In other news, no puke puddles yet, but I won’t hold my breath that there still won’t be one. Mocha has such a sensitive stomach. Anorexic dog.
I want to get another hair cut before I go into labor. I cut off my waist length hair at about five months when I just got completely fed up and hot one day. They say not to make those kinds of decisions “while pregnant” because they can be hormonally based, and you could immediately regret it, but I surely did NOT. I felt so much lighter and cooler after that. Well, here four months later, it’s gotten down to my shoulders (I cut it in a chin length bob– extreme I know!) and it’s driving me crazy again. I always feel hot with it on my neck, and it’s too short for an effective pony tail, so I’d rather just get it trimmed up. I packed ponytail holders for when I go into labor, but frankly, I don’t want to deal with the sweaty mess of hair during L&D.

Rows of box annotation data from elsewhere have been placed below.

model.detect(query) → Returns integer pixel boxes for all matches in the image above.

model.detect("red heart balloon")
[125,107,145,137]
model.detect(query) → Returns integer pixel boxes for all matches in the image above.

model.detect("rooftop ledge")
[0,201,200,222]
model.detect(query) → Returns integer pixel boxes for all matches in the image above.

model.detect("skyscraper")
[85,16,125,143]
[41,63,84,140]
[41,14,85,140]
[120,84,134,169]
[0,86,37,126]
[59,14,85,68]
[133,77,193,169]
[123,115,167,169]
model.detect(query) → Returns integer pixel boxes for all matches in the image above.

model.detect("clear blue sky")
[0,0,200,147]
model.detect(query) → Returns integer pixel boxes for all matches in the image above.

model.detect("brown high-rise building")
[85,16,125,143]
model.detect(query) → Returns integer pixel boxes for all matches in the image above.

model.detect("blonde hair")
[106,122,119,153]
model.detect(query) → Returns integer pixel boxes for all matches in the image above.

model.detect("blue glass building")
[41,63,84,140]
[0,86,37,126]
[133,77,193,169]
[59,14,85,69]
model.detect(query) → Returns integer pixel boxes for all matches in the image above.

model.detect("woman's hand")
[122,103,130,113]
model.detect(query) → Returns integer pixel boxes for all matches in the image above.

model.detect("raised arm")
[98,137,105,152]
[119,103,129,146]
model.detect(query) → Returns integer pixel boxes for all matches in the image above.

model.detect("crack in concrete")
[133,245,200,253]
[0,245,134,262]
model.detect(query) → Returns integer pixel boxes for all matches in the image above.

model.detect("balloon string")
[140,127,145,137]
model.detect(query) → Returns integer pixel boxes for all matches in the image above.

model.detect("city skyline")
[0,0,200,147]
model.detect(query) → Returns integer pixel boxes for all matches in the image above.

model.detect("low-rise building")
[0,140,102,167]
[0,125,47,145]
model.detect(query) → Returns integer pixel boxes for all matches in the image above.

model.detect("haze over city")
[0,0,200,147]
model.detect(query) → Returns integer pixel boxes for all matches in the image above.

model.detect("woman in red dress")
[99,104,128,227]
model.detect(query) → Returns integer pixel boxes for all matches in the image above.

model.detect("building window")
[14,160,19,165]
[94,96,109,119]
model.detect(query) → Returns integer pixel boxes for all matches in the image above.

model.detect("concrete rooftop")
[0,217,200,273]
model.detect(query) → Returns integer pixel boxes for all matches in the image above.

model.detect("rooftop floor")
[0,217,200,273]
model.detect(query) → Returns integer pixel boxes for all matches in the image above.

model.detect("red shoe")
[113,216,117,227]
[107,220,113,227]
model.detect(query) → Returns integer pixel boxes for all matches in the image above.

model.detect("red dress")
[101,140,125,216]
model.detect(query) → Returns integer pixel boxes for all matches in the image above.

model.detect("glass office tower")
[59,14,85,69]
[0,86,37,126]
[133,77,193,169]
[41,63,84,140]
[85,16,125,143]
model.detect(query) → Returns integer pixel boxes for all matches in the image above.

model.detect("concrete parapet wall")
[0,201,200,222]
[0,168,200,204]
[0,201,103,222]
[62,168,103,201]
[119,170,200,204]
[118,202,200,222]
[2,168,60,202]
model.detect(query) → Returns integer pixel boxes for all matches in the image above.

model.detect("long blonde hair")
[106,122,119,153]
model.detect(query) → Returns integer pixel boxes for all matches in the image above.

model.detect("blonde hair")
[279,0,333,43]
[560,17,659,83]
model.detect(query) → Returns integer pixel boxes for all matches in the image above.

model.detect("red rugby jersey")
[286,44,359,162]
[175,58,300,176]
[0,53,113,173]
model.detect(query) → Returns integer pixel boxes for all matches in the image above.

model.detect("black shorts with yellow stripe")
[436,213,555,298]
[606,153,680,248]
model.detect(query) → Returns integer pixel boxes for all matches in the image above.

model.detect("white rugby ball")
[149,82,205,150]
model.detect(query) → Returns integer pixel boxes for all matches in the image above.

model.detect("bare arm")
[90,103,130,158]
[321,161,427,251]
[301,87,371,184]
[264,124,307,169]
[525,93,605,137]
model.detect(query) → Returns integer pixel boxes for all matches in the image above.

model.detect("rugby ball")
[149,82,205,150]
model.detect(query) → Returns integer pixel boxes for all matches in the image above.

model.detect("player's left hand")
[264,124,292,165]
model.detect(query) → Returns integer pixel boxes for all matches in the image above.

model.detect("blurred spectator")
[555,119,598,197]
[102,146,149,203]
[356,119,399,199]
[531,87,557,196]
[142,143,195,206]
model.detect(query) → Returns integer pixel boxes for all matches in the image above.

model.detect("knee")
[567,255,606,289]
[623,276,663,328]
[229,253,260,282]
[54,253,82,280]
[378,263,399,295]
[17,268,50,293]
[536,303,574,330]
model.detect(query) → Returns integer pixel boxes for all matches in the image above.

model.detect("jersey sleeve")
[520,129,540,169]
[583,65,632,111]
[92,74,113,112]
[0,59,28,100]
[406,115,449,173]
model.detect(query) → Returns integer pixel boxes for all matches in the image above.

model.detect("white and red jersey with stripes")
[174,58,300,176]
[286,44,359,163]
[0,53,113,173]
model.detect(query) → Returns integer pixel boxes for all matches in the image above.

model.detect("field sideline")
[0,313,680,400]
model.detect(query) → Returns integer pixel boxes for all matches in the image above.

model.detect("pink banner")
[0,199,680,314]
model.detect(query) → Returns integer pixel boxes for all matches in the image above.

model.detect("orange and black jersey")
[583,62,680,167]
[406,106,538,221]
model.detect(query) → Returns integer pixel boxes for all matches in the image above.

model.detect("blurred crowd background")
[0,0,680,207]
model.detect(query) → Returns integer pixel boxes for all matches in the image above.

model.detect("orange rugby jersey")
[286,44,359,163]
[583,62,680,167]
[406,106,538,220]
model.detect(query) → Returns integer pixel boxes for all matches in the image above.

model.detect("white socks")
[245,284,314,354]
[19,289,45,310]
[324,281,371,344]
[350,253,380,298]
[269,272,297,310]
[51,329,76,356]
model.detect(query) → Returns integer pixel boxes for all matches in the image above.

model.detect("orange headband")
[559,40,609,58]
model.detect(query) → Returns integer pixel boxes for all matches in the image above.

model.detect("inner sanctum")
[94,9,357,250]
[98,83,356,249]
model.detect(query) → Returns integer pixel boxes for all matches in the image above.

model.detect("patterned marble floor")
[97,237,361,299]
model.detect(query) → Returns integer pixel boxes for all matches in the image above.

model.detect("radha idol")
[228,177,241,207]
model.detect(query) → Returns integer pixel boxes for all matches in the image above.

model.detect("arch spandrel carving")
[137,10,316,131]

I also want a pedi. It would be so nice to have professional toes and a bit of pampering just prior to giving birth. I’ve only had a couple of pedicures in my life, but I loved both of them. The other night, I got out my little home kit and cut and shaped my nails (both hands and feet) but I don’t have any nail polish. I used to be a polish junkie, and had all manner of crazy colors, including black and “gun metal,” but it’s been a looong time since I spent money on any makeup, much less nail polish. I also used to be a red head. But I’ve been au natural for upwards of five years now. Lately, I’ve been thinking of going red again. I liked having red hair.
I kinda miss my funky self expression. But at the same time, there is this grown up responsible side of me (which I never knew existed) who cannot justify the frivolity and expense of such things as colored hair, crazy makeup and Doc Martins. Ah well, I guess I’m just a grown up married lady, soon-to-be Mom. Maybe I’ll have the time and money to be wacky when I’m old.